Per comprendere che le due dittature più grandi al mondo non si sentono più al riparo dal contagio della libertà è sufficiente prendere atto della collera che ha scatenato in Vladimir Putin il rifiuto di Dmitri Medvedev di opporre il veto russo alla risoluzione libica; dell´estrema freddezza con la quale la Cina ha accolto la nascita di un movimento democratico arabo; dell´ostinazione di Mosca e Pechino nel proteggere il regime siriano dalle condanne delle Nazioni Unite.

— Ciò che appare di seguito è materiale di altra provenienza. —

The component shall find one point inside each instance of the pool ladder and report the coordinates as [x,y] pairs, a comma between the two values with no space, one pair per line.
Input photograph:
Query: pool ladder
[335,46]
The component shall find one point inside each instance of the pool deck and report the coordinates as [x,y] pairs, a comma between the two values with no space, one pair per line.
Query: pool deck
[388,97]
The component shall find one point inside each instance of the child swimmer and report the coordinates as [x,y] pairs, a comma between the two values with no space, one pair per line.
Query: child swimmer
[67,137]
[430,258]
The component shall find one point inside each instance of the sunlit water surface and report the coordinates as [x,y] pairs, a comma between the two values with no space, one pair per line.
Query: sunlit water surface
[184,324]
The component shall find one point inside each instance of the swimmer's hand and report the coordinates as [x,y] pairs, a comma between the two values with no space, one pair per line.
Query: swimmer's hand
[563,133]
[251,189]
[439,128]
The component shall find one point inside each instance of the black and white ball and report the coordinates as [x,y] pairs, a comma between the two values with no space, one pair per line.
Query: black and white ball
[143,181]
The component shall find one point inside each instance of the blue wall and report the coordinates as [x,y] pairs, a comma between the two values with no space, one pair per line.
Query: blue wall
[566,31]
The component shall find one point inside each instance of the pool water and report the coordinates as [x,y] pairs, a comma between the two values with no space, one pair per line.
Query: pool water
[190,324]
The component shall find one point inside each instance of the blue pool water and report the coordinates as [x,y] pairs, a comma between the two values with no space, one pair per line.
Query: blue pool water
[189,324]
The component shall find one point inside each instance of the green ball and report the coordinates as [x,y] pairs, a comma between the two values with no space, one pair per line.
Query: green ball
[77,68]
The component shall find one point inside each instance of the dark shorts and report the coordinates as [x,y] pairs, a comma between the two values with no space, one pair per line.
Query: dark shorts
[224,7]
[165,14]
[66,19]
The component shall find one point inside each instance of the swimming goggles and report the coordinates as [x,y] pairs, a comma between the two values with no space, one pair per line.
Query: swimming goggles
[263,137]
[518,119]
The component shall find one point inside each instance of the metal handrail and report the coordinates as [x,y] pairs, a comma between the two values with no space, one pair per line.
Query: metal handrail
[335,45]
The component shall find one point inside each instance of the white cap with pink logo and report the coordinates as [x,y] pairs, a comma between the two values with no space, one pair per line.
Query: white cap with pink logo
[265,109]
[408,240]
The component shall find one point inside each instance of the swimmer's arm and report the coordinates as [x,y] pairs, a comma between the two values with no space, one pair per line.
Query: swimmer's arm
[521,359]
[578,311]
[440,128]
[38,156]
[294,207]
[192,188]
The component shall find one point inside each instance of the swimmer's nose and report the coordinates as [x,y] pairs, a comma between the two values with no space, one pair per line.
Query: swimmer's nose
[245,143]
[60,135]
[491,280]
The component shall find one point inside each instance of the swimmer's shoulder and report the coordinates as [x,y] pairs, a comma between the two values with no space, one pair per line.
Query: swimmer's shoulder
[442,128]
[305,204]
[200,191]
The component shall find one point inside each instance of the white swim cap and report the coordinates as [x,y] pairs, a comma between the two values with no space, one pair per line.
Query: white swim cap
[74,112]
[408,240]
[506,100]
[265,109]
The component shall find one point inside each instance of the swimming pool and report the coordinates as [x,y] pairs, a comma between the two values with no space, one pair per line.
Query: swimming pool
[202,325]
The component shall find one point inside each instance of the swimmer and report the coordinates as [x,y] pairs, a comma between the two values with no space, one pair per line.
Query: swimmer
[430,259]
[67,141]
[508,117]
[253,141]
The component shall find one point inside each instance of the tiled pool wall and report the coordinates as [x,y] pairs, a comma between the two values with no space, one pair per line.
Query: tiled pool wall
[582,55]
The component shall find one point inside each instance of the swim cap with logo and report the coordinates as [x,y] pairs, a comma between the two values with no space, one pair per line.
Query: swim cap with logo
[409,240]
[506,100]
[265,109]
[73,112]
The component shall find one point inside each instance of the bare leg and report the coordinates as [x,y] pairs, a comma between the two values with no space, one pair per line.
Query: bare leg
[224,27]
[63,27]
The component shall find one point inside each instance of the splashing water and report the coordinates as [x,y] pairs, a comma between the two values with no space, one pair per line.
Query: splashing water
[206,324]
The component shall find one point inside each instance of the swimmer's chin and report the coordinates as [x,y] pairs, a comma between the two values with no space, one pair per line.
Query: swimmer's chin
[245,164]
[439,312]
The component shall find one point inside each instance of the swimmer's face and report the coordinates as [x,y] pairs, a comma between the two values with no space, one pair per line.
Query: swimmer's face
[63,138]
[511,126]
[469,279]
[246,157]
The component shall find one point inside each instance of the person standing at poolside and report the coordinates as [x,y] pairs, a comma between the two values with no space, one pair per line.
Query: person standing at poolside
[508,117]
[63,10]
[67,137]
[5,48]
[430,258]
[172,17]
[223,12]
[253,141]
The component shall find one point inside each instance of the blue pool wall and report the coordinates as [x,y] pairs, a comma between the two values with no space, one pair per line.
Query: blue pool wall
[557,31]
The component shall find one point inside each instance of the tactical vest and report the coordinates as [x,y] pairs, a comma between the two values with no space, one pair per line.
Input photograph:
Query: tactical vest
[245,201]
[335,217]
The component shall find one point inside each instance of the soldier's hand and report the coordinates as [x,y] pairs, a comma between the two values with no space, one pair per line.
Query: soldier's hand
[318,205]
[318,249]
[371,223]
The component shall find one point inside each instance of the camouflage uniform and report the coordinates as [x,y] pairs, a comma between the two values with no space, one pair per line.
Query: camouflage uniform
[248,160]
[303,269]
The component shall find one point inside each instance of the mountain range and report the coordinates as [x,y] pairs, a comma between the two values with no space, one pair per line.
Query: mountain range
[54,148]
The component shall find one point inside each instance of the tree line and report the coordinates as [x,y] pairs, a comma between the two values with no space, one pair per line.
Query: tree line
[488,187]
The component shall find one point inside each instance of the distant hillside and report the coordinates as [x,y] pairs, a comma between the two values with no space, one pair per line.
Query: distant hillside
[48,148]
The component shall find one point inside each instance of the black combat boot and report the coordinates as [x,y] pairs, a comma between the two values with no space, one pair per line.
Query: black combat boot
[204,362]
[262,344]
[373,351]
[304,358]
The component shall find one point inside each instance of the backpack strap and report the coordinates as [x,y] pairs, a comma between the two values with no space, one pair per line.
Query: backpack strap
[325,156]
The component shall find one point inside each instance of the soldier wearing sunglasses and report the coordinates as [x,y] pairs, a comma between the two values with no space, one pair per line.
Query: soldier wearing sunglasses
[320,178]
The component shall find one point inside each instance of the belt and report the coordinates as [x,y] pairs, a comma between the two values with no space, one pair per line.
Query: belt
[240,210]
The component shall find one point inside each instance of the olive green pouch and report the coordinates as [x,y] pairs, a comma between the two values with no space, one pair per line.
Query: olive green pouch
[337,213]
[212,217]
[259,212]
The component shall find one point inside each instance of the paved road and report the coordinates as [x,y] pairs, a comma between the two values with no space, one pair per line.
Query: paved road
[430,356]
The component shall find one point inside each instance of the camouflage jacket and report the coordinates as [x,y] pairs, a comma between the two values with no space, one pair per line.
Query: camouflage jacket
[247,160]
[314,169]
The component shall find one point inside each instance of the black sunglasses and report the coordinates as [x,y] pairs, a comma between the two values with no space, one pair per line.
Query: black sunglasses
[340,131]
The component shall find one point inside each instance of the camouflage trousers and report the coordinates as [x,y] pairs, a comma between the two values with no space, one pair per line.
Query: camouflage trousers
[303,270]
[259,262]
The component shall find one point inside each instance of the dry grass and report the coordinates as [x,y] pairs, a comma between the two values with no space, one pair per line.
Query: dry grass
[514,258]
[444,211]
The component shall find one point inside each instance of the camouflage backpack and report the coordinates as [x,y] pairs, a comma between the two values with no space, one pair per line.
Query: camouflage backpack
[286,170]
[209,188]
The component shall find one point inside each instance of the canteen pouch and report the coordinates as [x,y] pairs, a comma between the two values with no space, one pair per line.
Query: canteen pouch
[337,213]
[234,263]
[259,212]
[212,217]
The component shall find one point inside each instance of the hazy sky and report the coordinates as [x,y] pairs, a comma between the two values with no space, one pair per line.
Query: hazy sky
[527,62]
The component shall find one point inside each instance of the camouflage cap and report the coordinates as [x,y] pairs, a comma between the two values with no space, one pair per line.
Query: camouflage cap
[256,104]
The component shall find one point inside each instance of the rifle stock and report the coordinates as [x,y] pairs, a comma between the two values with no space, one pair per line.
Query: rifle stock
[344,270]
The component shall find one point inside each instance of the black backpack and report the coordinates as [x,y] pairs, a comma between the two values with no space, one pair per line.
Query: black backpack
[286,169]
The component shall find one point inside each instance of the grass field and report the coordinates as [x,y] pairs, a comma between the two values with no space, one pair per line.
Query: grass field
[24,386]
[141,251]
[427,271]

Il vento della libertà araba alimenta i sogni dei blogger cinesi; dà ragione a quei dirigenti del paese più popoloso al mondo che – come Hu Jintao – affermano che la Cina necessita di libertà politiche; e convince sempre più le grandi fortune russe che la nascita di uno stato di diritto, il programma rivendicato da Dmitri Medvedev, è ormai una necessità vitale. Quanto alla terza rottura storica introdotta dalla svolta libica, è ormai evidente – al di là di ogni ragionevole dubbio – che le speranze sbocciate a Tunisi avranno la meglio e prevarranno in tutto il mondo arabo-musulmano. Ciò non accadrà, naturalmente, dalla sera alla mattina, e neppure in un anno. Assisteremo a passi indietro e ripiegamenti, a lunghi periodi di insoddisfazione, di despotismo e di violenza. La Libia non si stabilizzerà in tempi rapidi né facilmente. Il clan Assad non porrà fine ai propri massacri, se non all´ultima cartuccia disponibile. L´esercito egiziano non rientrerà più nelle caserme, non più di quanto i generali algerini si lasceranno facilmente sottrarre la loro manna petrolifera. In Africa del Nord come nel Vicino Oriente la battaglia è appena all´inizio, ma una nuova generazione sta muovendo i primi passi e si sta affermando in paesi nei quali la popolazione di età inferiore ai trenta anni costituisce oltre i due terzi della stessa.
La posta in gioco a Tripoli superava di gran lunga quella libica. Era una sfida macroscopica e averlo capito è motivo 

d´onore e di nuova forza per l´Europa.